2. A method of making a pole as recited in claim 1, and further comprising the steps of:

placing third and fourth metal sheets on a bending device, with one of said third and fourth metal sheets overlying the other, such that the other is an underlying sheet, wherein each of said third and fourth sheets has a width dimension and a length dimension, wherein the width dimensions of said third and fourth metal sheets are substantially equal, and wherein the length dimension of one of said third and fourth metal sheets is substantially longer than the length dimension of the other of said third and fourth metal sheets; and then

using said bending device to simultaneously apply force to the third and fourth metal sheets to form a pair of mating bends in both the third and fourth metal sheets, and repeating the simultaneous application of force to the third and fourth metal sheets as many times as needed to make as many sets of mating bends as needed to form a second elongated pole segment and a second saddle segment snugly wrapping around the outside of said second elongated pole segment, each of said second pole segment and second saddle segment having first and second elongated lengthwise edges and top and bottom edges; and

aligning the first elongated edge of said second elongated pole segment with the first elongated edge of the second saddle segment and with the second elongated edges of said first elongated pole segment and first saddle segment; and

welding the respective aligned elongated edges together and welding the top and bottom edges of the second saddle segment to the second pole segment.

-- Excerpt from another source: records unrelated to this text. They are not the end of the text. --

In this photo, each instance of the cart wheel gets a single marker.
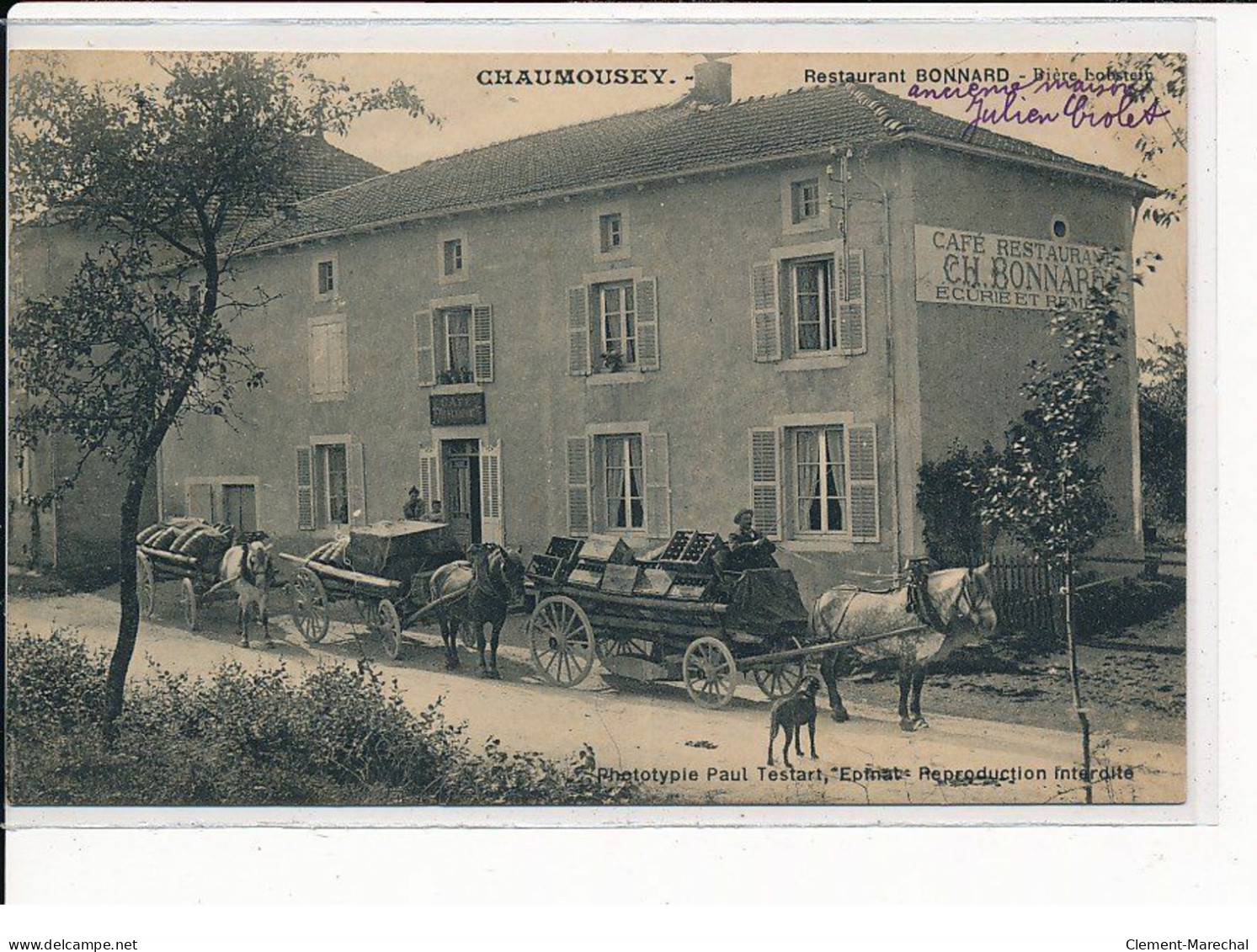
(782, 678)
(390, 628)
(310, 605)
(562, 641)
(622, 645)
(146, 584)
(711, 673)
(188, 599)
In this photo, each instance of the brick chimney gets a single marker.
(713, 83)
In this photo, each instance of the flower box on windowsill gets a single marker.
(820, 362)
(441, 388)
(612, 377)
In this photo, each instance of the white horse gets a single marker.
(959, 610)
(248, 569)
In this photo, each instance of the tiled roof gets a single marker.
(664, 141)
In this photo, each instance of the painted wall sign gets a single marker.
(454, 410)
(977, 269)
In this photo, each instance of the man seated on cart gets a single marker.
(747, 548)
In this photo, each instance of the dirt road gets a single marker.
(680, 752)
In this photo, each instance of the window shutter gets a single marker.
(482, 332)
(429, 477)
(305, 487)
(491, 494)
(647, 323)
(356, 482)
(765, 323)
(578, 485)
(853, 334)
(425, 354)
(764, 492)
(862, 469)
(659, 494)
(578, 332)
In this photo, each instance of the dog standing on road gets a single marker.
(791, 714)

3. A method of forming a pole as recited in claim 2, wherein each of said first and second pole segments forms half of the pole and each of said first and second saddle segments forms half of the saddle, and wherein the method further includes aligning the second elongated edge of the second elongated pole segment with the second elongated edge of the second saddle segment and with the first elongated edges of the first elongated pole segment and first saddle segment; and welding those respective aligned elongated edges together.

4. A method of making a pole as recited in claim 1, wherein each overlying sheet defines at least one through opening which allows an operator to observe the location of the respective underlying sheet by looking through that opening.

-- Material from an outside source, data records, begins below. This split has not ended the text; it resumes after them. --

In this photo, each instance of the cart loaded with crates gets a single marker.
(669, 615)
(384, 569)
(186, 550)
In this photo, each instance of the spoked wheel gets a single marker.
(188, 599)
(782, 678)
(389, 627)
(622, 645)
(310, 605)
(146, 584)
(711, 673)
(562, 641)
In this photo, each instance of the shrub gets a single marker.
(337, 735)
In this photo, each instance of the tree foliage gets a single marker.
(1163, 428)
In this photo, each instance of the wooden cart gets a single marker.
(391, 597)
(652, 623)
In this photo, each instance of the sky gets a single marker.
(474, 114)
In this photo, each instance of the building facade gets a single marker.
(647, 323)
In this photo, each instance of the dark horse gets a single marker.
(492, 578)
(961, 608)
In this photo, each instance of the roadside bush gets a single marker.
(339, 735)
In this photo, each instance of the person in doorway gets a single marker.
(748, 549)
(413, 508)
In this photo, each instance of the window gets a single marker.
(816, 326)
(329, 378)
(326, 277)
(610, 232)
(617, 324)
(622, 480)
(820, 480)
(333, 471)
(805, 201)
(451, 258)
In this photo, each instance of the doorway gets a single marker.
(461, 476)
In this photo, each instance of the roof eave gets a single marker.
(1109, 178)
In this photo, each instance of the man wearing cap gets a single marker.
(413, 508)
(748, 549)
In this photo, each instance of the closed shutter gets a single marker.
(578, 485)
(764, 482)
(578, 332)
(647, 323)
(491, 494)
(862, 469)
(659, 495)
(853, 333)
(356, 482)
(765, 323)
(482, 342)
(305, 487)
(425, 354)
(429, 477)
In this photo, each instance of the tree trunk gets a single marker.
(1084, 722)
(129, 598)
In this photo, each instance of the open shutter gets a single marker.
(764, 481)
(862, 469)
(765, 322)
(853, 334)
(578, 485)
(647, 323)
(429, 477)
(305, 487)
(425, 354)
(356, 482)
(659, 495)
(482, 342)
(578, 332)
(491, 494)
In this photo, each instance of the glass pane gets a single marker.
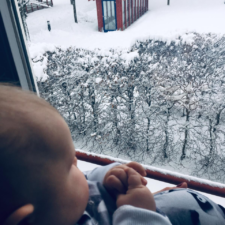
(180, 79)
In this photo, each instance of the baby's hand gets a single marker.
(115, 180)
(137, 195)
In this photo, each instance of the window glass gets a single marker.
(156, 100)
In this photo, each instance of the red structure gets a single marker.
(119, 14)
(31, 7)
(169, 178)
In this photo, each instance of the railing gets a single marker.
(209, 187)
(31, 7)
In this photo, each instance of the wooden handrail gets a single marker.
(157, 175)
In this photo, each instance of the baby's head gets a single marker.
(37, 161)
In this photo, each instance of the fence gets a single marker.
(31, 7)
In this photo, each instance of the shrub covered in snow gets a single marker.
(161, 103)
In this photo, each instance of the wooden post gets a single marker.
(99, 14)
(157, 175)
(119, 14)
(74, 11)
(125, 12)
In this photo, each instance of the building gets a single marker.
(38, 4)
(119, 14)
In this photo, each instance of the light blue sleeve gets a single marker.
(129, 215)
(99, 173)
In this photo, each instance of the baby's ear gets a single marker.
(20, 214)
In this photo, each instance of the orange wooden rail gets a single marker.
(207, 188)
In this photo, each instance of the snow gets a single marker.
(160, 22)
(153, 185)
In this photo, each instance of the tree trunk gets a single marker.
(185, 136)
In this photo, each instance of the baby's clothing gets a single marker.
(174, 207)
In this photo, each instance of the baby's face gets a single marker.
(66, 185)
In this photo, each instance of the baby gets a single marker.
(40, 183)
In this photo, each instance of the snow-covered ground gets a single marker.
(153, 185)
(160, 22)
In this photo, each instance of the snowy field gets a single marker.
(161, 22)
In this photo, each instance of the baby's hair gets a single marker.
(19, 112)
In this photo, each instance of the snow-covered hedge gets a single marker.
(161, 103)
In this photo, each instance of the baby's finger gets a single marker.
(144, 181)
(138, 167)
(120, 174)
(113, 184)
(134, 179)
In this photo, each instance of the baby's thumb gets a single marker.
(134, 179)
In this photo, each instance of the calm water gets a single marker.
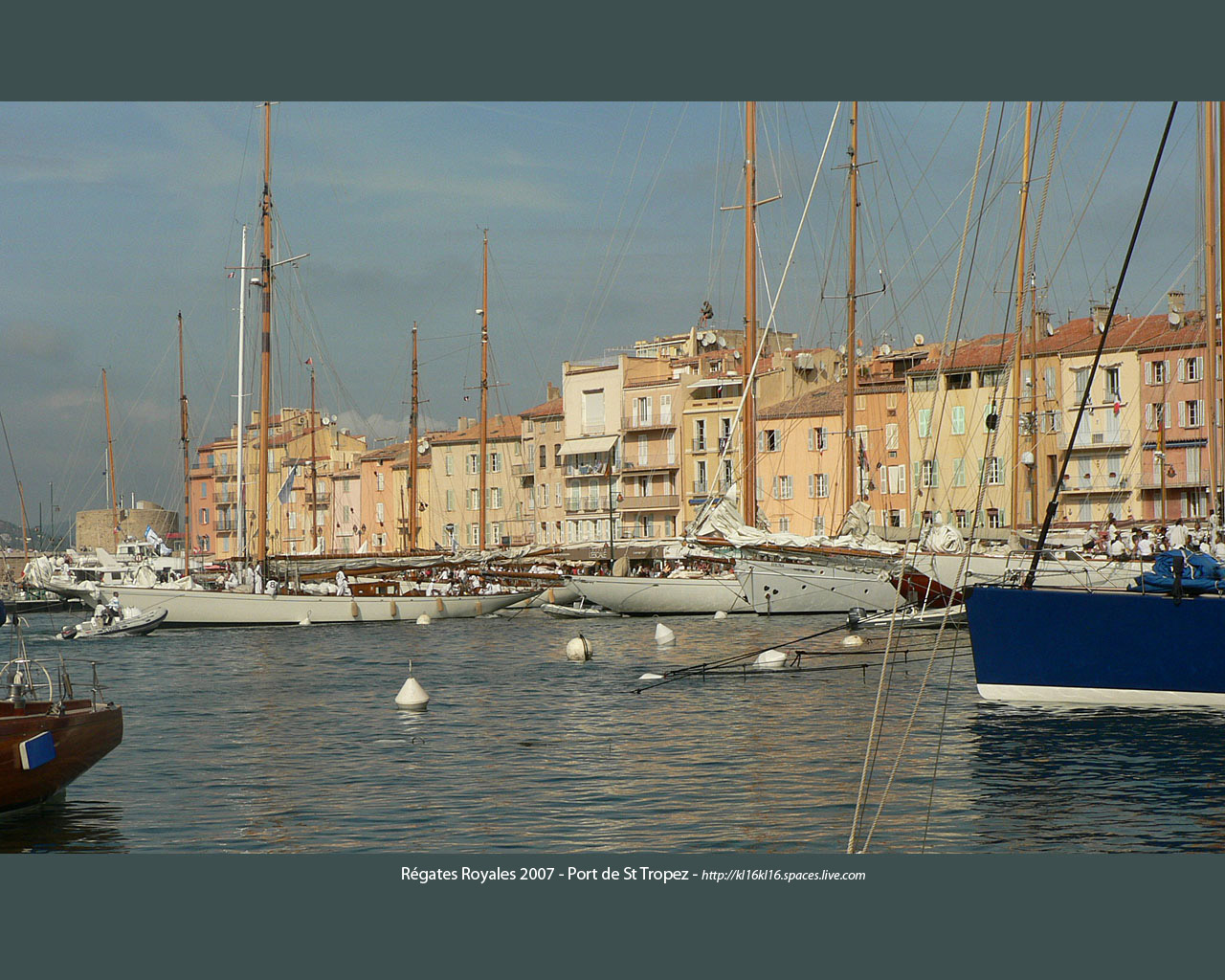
(288, 740)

5. A method of making a pole as recited in claim 2, wherein the step of welding along the first elongated lengthwise edges of said first and second elongated pole segments and said first and second saddle segments includes using an automated welding apparatus, which travels more slowly in the area in which both the pole segment and the saddle segment are being welded and travels more quickly in the area beyond the saddle segment where only the pole segment is being welded.

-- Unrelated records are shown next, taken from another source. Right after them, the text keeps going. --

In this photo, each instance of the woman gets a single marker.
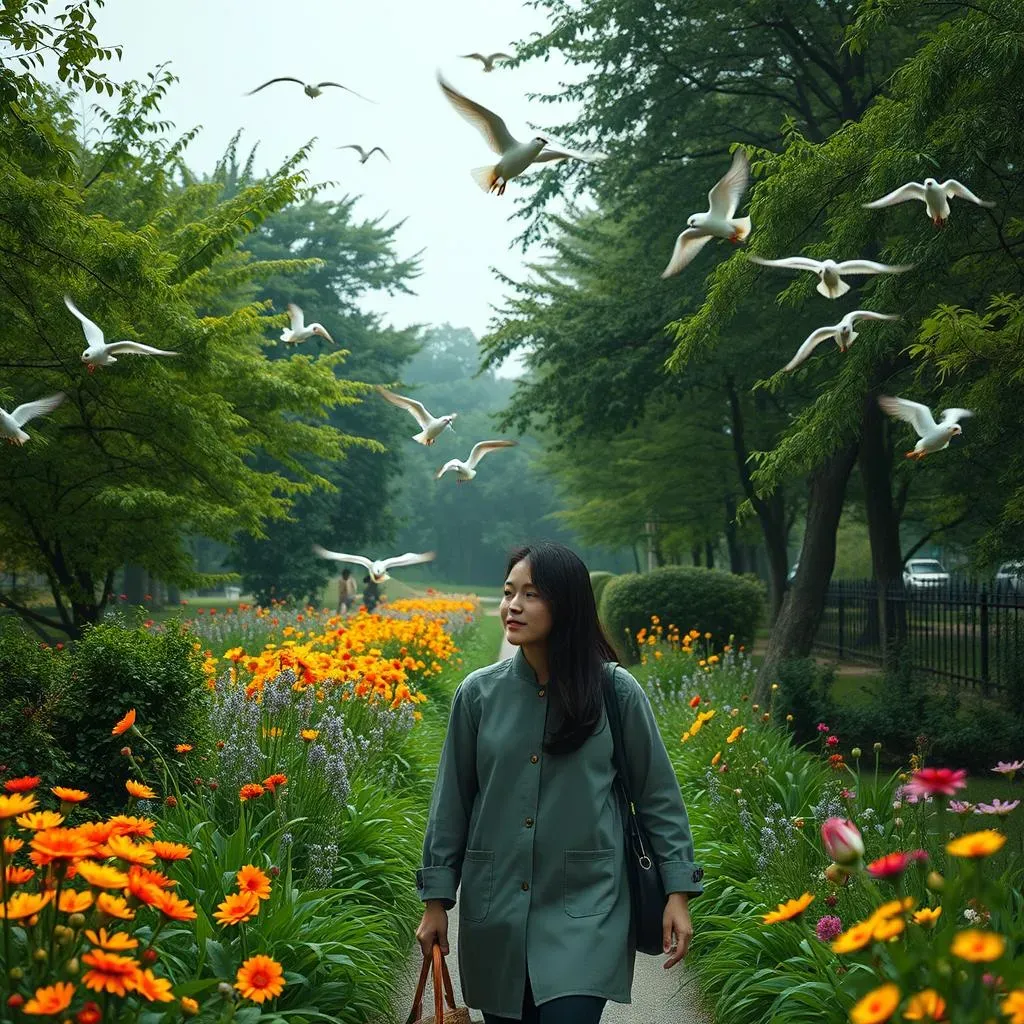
(524, 815)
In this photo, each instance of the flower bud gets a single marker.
(843, 841)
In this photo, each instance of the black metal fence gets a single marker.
(969, 633)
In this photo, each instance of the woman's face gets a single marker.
(525, 615)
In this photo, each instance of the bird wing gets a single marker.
(810, 343)
(92, 333)
(728, 190)
(480, 449)
(40, 407)
(913, 412)
(954, 187)
(491, 126)
(338, 85)
(410, 558)
(418, 410)
(869, 266)
(910, 190)
(688, 245)
(337, 556)
(135, 348)
(791, 263)
(272, 80)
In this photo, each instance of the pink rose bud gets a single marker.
(843, 841)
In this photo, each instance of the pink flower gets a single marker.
(936, 781)
(843, 841)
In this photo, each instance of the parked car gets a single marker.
(925, 573)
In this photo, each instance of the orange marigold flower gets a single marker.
(50, 999)
(170, 851)
(238, 907)
(252, 880)
(68, 796)
(125, 724)
(16, 803)
(110, 973)
(260, 978)
(23, 784)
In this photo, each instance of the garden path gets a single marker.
(659, 996)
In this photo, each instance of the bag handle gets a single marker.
(440, 977)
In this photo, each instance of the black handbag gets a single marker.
(647, 896)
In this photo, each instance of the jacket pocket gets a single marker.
(477, 878)
(590, 883)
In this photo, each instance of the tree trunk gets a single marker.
(793, 634)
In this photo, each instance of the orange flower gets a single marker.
(139, 791)
(125, 724)
(23, 784)
(50, 1000)
(16, 803)
(68, 796)
(238, 907)
(260, 978)
(170, 851)
(252, 880)
(110, 973)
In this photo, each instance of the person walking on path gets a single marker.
(524, 821)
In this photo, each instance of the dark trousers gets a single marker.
(567, 1010)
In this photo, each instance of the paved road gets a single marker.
(659, 996)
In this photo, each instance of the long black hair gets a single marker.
(578, 645)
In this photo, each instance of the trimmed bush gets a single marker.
(691, 597)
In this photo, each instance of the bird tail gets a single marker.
(833, 293)
(485, 177)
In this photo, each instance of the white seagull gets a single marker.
(934, 436)
(515, 156)
(720, 220)
(829, 272)
(365, 155)
(487, 59)
(98, 352)
(842, 332)
(433, 426)
(467, 470)
(935, 196)
(377, 567)
(298, 331)
(312, 91)
(11, 423)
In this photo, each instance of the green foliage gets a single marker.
(689, 597)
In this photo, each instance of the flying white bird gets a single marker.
(366, 155)
(842, 332)
(98, 353)
(720, 220)
(433, 426)
(312, 91)
(934, 436)
(11, 423)
(298, 331)
(935, 196)
(378, 568)
(467, 470)
(515, 156)
(487, 59)
(829, 273)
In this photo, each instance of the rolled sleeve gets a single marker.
(451, 805)
(657, 798)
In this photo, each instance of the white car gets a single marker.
(925, 573)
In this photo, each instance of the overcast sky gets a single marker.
(388, 50)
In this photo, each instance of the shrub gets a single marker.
(690, 597)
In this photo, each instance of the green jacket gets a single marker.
(537, 842)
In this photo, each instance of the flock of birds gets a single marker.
(515, 157)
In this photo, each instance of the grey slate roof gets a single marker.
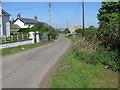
(15, 26)
(5, 13)
(28, 21)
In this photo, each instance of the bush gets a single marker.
(93, 54)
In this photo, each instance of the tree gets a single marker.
(66, 31)
(108, 32)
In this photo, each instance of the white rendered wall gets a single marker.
(14, 44)
(20, 23)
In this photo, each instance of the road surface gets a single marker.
(27, 69)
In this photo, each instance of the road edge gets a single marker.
(47, 78)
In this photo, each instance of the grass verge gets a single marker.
(12, 50)
(75, 73)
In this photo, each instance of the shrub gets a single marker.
(93, 54)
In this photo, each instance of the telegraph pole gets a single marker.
(67, 23)
(49, 13)
(83, 14)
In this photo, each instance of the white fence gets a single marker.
(14, 44)
(30, 38)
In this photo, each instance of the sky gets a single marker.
(61, 12)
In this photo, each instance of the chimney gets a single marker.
(13, 20)
(18, 16)
(35, 17)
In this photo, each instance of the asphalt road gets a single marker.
(27, 69)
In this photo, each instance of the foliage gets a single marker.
(79, 30)
(75, 73)
(94, 54)
(108, 32)
(66, 31)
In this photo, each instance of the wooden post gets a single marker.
(17, 37)
(5, 39)
(22, 37)
(12, 38)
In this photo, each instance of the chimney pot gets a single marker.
(35, 17)
(13, 20)
(18, 16)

6. A method of making a pole as recited in claim 1, wherein said die bars include a die base; a plurality of die caps; and a plurality of spacers between the die base and the die caps, with the spacers having a thickness which is the same as the thickness of the other of the first and second metal sheets; and wherein the method includes forming the valley by removing the spacers in an area of the die bars which is at least as long as the length of the other of said first and second metal sheets.